# New Makeup Addict Saying Hi!



## Polaris (Mar 31, 2011)

Hi everyone!

  	I'm a newly converted makeup addict.  I just bought my first MAC item (Viva Glam Gaga II Lipstick - just in case anyone asks!) and I fell in love with the world of makeup!  I've been trying to find new MAC things to buy and I stumbled upon this forum.  I'm glad I'm not the only one obsessed with makeup.   
	

	
	
		
		

		
			





  I'm still a student so makeup is definitely an indulgence when I can afford it.  I'm looking forward to chatting with you all!


----------



## LMD84 (Apr 1, 2011)

to the forum! i have gaga 2 lippie and it is lovely! enjoy!


----------



## Polaris (Apr 1, 2011)

LMD84 said:


> to the forum! i have gaga 2 lippie and it is lovely! enjoy!



 	Thanks so much for the greeting!  I have a feeling that this forum is just going to keep feeding my addiction.  LOL


----------



## nunu (Apr 5, 2011)

Hello, welcome to the forum!


----------



## Shypo (Apr 6, 2011)

Hi Polaris!  I said a quick hello in my message to Coll - welcome to the site.  Given that all of us are makeup obessessed in one way or another, I'm sure you'll have fun!!


----------



## laylalovesmac (Apr 6, 2011)

Polaris! I, too, am a student, so makeup is an indulgence for me as well. I've found that Specktra has actually helped me save money because I know what products to pass.

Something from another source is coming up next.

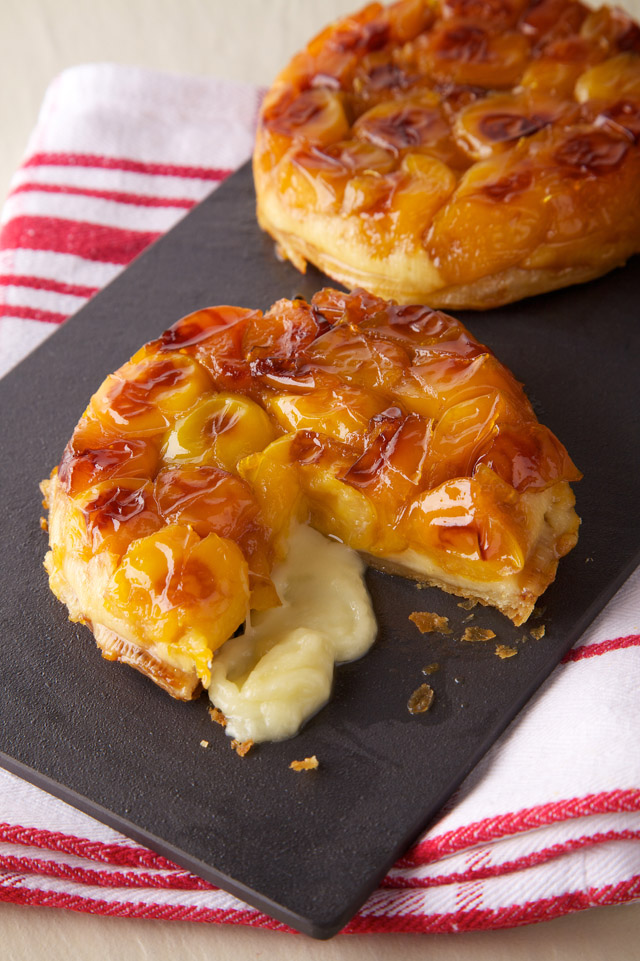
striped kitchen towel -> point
(547, 823)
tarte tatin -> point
(389, 428)
(461, 153)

Or maybe not.


----------



## bis (Apr 7, 2011)

Welcome Polaris  My first MAC item was Greensmoke.


----------



## User38 (Apr 7, 2011)

mine was Marrakesh lipstick.. that should be in the Smithsonian by now.. lol


----------



## Polaris (Apr 8, 2011)

Thanks for the welcome everyone!  Hi back!


----------